The findings show that governance functions are observable and measurable in organizational disclosures, but do not operate as independent drivers of performance. Coordination exhibits a consistent positive directional association with performance, indicating that alignment and integration may support organizational effectiveness but do not operate as an independent statistically significant effect. Accountability translation does not show a direct relationship with performance, suggesting that its contribution lies in organizational discipline and stability. Trust building shows a negative but statistically insignificant association with performance, indicating that legitimacy oriented practices may not translate directly into short term financial outcomes. Overall, the results indicate that governance functions operate as an interdependent system rather than as isolated effects.

Research limitations/implications

The study relies on disclosure-based measures that capture how governance is articulated rather than fully enacted in practice. The sample is limited to large publicly listed firms and the findings are observational.

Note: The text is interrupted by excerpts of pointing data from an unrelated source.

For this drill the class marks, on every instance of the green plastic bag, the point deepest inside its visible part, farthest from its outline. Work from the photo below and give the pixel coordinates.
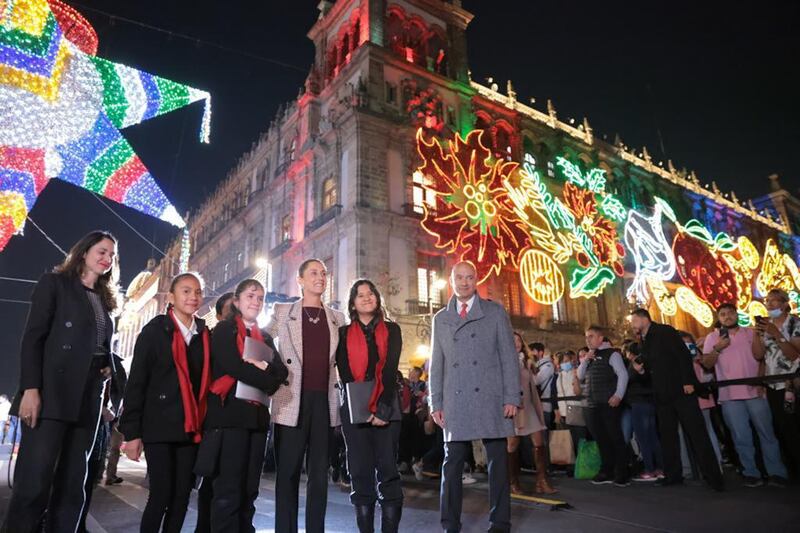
(587, 464)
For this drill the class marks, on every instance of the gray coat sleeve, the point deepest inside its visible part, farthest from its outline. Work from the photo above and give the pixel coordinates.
(436, 374)
(509, 363)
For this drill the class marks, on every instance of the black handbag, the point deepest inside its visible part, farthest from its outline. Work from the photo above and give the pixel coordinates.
(207, 462)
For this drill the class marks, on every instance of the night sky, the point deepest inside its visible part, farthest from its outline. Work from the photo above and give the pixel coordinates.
(709, 87)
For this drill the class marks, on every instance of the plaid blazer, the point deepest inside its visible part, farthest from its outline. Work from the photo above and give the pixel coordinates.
(286, 327)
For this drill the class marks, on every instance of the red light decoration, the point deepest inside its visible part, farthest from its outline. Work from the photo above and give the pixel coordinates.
(76, 29)
(474, 217)
(602, 232)
(701, 268)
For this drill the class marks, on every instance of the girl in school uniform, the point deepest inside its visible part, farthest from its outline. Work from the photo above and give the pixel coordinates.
(236, 429)
(165, 402)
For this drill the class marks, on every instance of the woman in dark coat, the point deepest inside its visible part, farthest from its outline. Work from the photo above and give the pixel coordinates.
(236, 429)
(369, 349)
(65, 363)
(165, 402)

Future research should examine governance enactment using alternative data sources, larger samples and longitudinal or mixed-method designs to further evaluate the proposed framework.

Practical implications

The article provides a framework for diagnosing governance effectiveness in practice. Organizations can assess leadership by examining alignment across units, the embedding of accountability into routines and the credibility of stakeholder engagement. The findings suggest that improving governance requires balancing these functions rather than focusing on any single dimension.

Social implications

Understanding leadership as governance highlights the importance of transparent decision-making, embedded accountability and stakeholder trust in sustaining responsible organizations. Strengthening these governance functions can enhance organizational legitimacy, stakeholder confidence and broader institutional effectiveness.

Originality/value

The study connects leadership and governance by conceptualizing leadership as a mechanism through which governance is enacted in practice. It moves beyond leadership style to identify specific organizational functions that can be observed, measured and improved.